Western dominance over the G-20 agenda will be reinforced by talk of rivalries among the newcomers on the standard principle of divide and rule. The most discussed rivalry is that between China and India. This cannot be wished away.
China will become more assertive - partly to ensure raw material and energy security and partly to feed the nationalist urges of a self-confident, prosperous, well-educated and young urban class - and deflect demands for greater democracy.
As far as India is concerned, the main area of contention will be in South Asia. But in other areas, a more assertive China could be an opportunity for cooperation which can coexist with contention.
China and India will compete for oil concessions in West and Central Asia. But they have a shared interest in helping to ensure stability in the supply areas and security in the supply routes. Nor do their fundamental interests diverge in Africa.

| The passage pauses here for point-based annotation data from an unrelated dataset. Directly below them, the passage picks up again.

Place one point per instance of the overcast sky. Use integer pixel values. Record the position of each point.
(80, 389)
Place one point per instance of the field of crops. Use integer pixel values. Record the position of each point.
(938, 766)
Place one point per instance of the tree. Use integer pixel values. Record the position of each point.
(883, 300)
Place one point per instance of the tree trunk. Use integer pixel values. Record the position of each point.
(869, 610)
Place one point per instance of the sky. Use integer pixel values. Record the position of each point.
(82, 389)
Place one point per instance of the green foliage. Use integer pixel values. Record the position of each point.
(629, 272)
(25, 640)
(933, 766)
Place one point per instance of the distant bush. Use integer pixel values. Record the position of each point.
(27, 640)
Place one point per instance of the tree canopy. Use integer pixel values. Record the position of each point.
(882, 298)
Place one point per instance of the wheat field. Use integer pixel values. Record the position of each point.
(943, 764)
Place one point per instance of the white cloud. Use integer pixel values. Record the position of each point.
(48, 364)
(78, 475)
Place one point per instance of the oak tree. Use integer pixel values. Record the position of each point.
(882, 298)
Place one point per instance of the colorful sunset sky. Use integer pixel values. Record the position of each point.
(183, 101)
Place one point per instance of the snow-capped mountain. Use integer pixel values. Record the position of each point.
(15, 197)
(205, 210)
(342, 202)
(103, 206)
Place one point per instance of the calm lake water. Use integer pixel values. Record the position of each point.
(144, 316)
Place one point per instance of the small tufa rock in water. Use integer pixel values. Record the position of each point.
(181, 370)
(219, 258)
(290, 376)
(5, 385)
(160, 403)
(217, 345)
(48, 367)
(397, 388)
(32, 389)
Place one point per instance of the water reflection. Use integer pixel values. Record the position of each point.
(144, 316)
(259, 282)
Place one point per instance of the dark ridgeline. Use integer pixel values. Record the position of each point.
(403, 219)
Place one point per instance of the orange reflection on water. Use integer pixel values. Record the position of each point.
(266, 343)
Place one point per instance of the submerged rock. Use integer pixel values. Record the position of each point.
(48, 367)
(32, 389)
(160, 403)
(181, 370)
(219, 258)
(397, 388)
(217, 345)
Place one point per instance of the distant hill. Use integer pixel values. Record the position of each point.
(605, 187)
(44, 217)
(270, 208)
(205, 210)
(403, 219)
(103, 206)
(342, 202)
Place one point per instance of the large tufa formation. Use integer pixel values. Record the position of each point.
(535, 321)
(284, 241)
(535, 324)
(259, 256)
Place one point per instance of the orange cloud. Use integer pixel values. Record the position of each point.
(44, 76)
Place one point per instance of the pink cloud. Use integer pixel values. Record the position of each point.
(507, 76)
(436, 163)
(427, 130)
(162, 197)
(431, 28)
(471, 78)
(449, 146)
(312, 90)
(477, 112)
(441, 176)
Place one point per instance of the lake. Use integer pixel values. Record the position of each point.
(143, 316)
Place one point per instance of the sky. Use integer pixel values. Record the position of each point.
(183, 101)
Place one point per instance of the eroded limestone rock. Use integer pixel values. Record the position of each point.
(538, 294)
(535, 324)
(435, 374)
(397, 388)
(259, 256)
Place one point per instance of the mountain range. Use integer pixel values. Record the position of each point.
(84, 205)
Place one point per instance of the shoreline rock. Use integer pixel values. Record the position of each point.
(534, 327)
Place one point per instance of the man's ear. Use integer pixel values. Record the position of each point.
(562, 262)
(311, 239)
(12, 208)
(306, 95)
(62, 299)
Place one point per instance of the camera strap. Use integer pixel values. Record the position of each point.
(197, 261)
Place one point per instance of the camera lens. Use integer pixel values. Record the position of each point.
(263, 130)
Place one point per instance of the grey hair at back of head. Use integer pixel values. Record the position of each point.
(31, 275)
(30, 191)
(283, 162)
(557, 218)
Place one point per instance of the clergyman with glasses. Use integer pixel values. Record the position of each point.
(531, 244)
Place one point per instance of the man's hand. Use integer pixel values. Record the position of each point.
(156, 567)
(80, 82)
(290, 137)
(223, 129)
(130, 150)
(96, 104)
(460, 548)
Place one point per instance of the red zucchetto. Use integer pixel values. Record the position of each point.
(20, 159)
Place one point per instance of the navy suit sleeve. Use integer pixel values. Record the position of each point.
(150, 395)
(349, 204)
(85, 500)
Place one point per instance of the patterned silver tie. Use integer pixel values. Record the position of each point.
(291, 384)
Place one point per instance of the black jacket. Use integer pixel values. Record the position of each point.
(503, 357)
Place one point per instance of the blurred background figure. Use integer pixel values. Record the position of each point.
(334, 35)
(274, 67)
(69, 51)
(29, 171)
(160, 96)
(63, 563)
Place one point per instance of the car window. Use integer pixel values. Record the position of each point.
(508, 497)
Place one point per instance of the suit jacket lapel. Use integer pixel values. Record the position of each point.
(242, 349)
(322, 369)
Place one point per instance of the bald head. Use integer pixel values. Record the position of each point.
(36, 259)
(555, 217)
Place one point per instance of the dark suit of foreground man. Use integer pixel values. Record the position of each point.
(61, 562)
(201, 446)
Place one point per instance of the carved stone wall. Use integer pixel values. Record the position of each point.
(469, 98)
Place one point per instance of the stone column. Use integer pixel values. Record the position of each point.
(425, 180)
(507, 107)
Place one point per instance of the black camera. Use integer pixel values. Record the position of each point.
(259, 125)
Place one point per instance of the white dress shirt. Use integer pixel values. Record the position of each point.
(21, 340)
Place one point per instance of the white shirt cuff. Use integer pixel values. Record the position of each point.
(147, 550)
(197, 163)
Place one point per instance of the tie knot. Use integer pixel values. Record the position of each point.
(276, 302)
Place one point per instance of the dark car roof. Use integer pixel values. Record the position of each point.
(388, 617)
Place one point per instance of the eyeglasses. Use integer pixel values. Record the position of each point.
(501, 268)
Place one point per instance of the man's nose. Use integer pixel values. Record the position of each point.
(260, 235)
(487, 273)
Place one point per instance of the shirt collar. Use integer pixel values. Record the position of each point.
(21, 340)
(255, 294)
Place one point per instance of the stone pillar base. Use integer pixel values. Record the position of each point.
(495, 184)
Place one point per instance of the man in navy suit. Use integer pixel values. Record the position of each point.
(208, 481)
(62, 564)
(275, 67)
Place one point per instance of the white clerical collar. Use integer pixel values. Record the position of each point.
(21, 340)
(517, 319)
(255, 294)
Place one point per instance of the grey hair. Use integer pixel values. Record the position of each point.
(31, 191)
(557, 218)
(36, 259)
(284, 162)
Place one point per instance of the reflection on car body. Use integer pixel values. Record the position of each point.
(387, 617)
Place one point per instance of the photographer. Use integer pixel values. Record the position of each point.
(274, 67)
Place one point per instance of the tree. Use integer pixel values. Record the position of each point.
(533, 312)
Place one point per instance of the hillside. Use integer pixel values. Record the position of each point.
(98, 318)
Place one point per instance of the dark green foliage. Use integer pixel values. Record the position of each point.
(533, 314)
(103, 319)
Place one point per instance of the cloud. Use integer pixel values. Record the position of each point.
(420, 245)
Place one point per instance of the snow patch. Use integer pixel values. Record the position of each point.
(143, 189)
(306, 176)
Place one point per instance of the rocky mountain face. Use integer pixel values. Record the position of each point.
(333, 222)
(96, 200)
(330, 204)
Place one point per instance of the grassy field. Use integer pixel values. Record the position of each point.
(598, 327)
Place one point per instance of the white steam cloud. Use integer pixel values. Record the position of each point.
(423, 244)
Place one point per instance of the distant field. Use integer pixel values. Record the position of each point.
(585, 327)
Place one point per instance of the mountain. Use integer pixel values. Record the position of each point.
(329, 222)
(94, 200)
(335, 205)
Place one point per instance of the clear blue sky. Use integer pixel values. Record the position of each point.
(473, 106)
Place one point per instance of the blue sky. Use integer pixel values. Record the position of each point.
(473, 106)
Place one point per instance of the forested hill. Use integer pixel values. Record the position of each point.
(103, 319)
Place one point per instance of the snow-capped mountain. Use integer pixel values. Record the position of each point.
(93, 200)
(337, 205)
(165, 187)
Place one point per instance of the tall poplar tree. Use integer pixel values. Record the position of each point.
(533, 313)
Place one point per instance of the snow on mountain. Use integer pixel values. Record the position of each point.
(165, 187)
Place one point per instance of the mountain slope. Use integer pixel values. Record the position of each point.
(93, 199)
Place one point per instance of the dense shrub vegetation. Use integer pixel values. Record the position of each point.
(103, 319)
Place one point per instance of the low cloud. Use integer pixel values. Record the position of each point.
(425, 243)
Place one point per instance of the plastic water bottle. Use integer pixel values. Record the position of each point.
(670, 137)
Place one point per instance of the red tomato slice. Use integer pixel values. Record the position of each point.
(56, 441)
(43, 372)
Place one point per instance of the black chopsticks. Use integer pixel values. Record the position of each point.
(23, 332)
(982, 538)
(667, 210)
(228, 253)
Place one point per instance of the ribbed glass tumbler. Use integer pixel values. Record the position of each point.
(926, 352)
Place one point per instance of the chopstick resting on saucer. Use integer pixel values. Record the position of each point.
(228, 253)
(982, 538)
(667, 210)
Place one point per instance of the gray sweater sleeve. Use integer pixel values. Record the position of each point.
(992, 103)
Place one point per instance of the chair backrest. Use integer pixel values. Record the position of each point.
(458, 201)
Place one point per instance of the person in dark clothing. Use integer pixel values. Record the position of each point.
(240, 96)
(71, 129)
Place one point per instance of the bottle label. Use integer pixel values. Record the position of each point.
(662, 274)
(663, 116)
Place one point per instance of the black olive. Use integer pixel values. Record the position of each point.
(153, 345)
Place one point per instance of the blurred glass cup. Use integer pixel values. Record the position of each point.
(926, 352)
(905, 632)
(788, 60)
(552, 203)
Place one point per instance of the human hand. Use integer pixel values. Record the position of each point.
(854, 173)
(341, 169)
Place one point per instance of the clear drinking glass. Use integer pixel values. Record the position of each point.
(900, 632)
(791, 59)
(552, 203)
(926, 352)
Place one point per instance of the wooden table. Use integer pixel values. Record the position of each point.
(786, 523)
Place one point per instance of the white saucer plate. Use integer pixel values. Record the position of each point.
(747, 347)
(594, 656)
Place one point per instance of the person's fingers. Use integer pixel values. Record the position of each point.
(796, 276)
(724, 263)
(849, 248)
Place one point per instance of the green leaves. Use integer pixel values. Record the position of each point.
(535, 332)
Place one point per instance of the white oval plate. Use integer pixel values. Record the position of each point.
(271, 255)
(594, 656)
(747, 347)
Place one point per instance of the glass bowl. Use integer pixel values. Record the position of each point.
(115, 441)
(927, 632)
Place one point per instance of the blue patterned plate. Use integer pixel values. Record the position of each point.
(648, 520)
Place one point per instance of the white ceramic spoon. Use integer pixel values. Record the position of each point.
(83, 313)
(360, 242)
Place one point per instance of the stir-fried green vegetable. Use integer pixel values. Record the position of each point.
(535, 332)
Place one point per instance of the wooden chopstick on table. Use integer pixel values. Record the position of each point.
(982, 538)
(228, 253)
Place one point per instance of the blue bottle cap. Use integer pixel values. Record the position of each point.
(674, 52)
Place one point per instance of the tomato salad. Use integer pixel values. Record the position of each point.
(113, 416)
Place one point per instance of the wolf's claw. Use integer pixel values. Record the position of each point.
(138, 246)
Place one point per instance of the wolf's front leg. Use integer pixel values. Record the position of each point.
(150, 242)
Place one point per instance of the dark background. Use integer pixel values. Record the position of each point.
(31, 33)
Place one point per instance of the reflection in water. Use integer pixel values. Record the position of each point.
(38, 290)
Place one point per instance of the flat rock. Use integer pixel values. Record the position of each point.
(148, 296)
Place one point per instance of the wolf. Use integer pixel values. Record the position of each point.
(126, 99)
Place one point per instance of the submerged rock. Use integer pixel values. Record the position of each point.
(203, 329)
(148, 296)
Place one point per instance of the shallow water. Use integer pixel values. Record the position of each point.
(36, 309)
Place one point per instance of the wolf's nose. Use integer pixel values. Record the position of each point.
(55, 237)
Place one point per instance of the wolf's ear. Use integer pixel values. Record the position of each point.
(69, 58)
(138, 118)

In both areas, China and India have to compete with each other and, at the same time, muscle in on the territory that the West has considered its imperial preserve so far. The latter task provides the space for cooperation. For instance, they must demand that the Middle East quartet that deals with the Israel-Palestine problem become a sextet.
In many other areas of global power play, China and India can join forces to gate-crash into privileged decision-making processes, whether they deal with the global economy or environment or security. For starters, they must ensure the end of the US/Europe monopoly on the Fund/Bank leadership and start demanding influential positions at the top in these two institutions, in the WTO and key UN agencies.
Among the other new diners at the high table, Brazil [ Images ], with its recently discovered oil wealth and political clout, South Africa [ Images ], the sole representative of Africa, and Indonesia could be crucial allies in challenging the old guard. But the remaining seven newcomers - Argentina, Mexico, Turkey, South Korea, Australia [ Images ], Saudi Arabia and the European Union - are unlikely to join in any subversion of the status quo.
India, of course, has to take its seat at the global high table; but in doing so, it must prepare itself for defending its interests in a new type of forum. The real action in the G-20 process will not take place at the photo-op summits but in the preparatory ministerial meetings and in the gatherings of the Sherpas.
The native skills of our diplomats will take care of the Sherpa process, but the sectoral ministerial processes will require stronger coordination, which can only be provided by the Prime Minister's Office. Will powerful finance, commerce and external affairs ministers accept this?
There is less commonality of interest in the G-20 than in the G-8. So join the board but do not let the incumbent management take you for a ride.